- Shire's neuroscience portfolio got a boost on Tuesday after the Food and Drug Administration approved the company's investigational drug for a common condition that impairs focus.
- Mydayis, a mixture of amphetamine salts formerly known as SHP465, got a thumbs up from the agency as a treatment for attention deficit hyperactivity disorder (ADHD) for those aged 13 and older. Shire plans to start commercializing the drug in the third quarter, according to a June 20 statement.

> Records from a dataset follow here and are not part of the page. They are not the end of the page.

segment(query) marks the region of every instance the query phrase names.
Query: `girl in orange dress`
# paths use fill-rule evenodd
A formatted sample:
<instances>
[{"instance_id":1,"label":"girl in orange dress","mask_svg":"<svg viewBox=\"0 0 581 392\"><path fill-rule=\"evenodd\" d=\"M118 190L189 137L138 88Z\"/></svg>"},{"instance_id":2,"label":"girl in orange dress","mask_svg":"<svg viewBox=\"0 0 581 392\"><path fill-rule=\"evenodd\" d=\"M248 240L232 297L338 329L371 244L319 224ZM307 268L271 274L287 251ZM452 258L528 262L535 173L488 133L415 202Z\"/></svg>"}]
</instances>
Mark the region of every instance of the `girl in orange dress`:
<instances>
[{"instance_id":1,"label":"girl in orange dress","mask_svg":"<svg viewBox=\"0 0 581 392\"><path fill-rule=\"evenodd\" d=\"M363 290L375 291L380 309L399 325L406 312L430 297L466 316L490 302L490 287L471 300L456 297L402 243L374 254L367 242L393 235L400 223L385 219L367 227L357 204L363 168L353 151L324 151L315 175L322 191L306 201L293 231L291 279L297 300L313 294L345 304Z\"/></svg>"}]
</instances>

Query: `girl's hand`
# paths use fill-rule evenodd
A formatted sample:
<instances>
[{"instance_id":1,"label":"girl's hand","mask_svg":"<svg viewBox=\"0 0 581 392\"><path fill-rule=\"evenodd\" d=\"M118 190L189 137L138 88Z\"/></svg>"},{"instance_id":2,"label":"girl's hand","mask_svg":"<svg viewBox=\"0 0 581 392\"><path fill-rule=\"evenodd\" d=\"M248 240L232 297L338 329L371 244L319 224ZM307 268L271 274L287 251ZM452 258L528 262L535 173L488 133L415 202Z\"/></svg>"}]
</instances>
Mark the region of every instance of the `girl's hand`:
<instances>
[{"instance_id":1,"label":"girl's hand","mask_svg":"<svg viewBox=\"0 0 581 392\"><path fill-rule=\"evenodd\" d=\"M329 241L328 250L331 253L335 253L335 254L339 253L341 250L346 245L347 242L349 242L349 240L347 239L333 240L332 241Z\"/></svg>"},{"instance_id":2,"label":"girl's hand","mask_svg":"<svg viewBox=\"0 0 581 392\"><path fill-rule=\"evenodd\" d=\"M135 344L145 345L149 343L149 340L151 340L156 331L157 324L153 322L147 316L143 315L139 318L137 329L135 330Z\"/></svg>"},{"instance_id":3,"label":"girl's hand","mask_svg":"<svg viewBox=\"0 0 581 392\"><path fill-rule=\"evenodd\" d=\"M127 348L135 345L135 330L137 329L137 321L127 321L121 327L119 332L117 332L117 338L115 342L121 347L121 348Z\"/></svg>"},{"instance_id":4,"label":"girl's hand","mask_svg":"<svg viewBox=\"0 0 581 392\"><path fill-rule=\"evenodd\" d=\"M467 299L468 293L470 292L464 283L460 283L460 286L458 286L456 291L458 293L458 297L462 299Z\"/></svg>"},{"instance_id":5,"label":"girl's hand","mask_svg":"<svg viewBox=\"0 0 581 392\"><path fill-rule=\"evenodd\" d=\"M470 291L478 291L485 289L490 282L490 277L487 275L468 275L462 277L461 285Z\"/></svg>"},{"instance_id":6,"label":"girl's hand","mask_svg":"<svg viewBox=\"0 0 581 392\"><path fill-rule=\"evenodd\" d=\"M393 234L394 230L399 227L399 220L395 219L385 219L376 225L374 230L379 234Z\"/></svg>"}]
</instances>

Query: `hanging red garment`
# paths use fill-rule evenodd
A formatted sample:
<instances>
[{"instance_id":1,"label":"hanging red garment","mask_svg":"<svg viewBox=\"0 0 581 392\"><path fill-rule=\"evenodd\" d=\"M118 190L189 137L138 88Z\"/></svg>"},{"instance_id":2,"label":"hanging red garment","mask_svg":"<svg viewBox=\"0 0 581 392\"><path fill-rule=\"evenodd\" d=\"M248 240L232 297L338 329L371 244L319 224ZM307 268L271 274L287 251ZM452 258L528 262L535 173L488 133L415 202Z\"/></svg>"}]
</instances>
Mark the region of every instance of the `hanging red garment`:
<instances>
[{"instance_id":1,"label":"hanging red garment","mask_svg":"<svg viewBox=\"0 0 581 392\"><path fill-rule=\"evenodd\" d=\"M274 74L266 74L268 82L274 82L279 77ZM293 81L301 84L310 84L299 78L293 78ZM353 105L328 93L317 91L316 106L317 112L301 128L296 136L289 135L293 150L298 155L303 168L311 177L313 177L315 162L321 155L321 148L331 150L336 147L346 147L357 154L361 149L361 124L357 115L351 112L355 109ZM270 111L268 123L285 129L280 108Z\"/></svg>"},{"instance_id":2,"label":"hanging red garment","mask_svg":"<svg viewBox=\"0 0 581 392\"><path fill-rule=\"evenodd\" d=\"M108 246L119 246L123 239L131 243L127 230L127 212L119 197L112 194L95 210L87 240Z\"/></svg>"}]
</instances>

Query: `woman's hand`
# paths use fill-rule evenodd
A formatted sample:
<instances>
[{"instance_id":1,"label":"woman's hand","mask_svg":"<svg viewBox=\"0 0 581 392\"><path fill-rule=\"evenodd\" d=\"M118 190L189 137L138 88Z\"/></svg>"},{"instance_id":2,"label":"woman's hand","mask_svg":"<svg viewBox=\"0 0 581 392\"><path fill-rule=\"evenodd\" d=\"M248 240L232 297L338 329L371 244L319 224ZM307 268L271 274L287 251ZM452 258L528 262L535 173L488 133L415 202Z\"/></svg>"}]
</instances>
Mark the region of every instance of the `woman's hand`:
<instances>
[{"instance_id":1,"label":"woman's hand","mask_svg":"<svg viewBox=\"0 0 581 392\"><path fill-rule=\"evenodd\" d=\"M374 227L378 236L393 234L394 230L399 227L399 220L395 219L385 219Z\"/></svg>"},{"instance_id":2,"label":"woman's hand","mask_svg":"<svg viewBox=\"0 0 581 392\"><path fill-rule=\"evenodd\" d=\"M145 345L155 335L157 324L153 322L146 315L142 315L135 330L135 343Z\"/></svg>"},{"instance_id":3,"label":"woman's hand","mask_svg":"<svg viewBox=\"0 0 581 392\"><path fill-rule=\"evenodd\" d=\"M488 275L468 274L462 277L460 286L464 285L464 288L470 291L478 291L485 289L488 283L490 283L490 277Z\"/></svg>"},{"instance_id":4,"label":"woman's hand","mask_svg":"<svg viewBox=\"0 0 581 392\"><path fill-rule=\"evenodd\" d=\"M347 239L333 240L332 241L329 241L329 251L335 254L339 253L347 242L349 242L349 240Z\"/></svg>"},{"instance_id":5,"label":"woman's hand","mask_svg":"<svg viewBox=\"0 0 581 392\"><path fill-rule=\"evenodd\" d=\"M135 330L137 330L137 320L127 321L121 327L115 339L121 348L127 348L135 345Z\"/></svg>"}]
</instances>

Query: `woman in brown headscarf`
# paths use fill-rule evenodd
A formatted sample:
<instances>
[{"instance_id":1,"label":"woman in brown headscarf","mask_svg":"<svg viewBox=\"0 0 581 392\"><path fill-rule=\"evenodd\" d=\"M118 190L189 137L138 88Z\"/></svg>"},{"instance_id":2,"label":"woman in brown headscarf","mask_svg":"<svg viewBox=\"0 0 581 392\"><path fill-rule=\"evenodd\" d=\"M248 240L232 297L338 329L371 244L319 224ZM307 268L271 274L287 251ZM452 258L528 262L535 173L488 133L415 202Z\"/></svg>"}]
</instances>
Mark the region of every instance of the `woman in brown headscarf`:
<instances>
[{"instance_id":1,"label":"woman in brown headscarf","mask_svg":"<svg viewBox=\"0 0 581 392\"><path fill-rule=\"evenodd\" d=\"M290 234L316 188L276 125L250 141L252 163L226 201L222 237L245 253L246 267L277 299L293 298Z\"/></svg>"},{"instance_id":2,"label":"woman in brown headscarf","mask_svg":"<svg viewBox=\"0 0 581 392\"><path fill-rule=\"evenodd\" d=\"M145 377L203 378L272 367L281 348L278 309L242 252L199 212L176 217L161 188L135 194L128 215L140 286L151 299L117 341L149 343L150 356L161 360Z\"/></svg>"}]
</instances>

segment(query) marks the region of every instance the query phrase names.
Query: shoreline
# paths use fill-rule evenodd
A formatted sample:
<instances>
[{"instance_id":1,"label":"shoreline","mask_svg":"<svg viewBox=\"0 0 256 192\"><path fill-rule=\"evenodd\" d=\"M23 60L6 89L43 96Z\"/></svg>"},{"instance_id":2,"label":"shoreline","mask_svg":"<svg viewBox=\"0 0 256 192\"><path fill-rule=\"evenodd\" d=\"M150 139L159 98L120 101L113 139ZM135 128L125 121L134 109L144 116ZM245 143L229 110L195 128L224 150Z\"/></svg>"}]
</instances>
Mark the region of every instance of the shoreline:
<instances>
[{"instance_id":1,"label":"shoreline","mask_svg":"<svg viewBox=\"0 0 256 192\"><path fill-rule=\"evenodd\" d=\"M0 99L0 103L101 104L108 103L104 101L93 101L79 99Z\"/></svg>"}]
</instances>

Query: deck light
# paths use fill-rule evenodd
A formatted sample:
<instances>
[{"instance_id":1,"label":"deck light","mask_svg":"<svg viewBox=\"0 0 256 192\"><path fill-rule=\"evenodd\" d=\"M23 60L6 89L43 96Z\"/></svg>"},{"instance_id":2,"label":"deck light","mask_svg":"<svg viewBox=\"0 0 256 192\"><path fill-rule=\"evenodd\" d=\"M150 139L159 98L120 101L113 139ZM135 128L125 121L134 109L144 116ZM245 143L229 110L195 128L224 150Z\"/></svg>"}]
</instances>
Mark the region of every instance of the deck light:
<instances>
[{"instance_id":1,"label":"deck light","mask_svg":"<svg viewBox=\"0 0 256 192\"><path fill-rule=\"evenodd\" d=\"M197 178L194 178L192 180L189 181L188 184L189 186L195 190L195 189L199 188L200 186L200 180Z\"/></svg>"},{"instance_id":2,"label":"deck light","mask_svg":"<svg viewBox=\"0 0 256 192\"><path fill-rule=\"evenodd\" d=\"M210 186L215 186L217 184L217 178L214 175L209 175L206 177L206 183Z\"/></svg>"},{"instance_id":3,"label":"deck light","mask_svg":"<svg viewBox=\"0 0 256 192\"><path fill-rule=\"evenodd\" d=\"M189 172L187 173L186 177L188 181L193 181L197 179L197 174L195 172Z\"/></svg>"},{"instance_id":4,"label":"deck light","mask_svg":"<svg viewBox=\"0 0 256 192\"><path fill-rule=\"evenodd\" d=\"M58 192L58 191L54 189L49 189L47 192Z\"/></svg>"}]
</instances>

- While the vast majority of adult ADHD patients don't receive proper diagnosis or treatment, the Anxiety and Depression Association of America estimates there at least 8 million adults in the U.S. with the disorder. That population may find Mydayis preferential to other treatments, such as Shire's extended release (XR) Adderall, because of its longer, 16-hour duration, according to investment firm Jefferies.
Shire is the dominant player in ADHD, with Adderall XR, Intuniv (guanfacine) and the highly lucrative Vyvanse (lisdexamfetamine dimesylate) at its disposal.
As is common among branded drugmakers, however, generic competition has taken a toll on the Irish pharma's revenues. Copycat versions of Adderall XR and Intuniv, for example, have been on the market since 2009 and 2014, respectively, and contributed to steep declines in sales for both products.
Mydalis is likely to make up for some of those declines. Clinical data showed the drug works for up to 16 hours, much longer than Adderall XR, another mixture of amphetamine compounds. Consensus among analysts is that the new medication will hit $288 million in sales by 2020, according to Jefferies. But those projections may be too conservative. Shire, conversely, expects its drug to reach $500 million in sales by that year.
"Given Shire's expertise in the area, we are inclined to agree with management, and note that every ADHD drug Shire launched has outperformed," Jefferies analyst Peter Welford wrote in a June 20 note, adding his company anticipates $425 million in peak Mydayis sales.
Mydayis would also shoulder some of the weight that Vyvanse has been carrying for Shire's neuroscience business. The latter drug raked in $563.7 million worth of sales during the first quarter alone, an 11% jump from the same period in 2015 that stemmed from a few factors, including more prescriptions and a price hike. Additionally, Vyvanse benefited from a label expansion in early 2015, indicating it for the treatment of binge-eating disorder.
The blockbuster drug has faced its own share of patent battles, though. In 2015, Shire won out in court against a handful of other pharmaceutical developers looking to market their own versions of the product. Vyvanse was first approved in 2007 and loses exclusivity in 2023, though Shire could extend exclusivity by proving the treatment's effectiveness and safety in preschool-age children.
The combination of Mydayis and Vyvanse should allow Shire to keep its strong position in the growing ADHD field. Other big pharmas such as Johnson & Johnson and Novartis have attention-improving drugs on the market, and smaller players like NLS Pharma are creeping closer to market with new pipeline candidates as well.
Shire stock was up 1.6% to $169.96 per share in Wednesday afternoon trading. Supernus Pharmaceuticals, which co-developed Mydayis, also saw shares rise 2.7% to $42.50 apiece.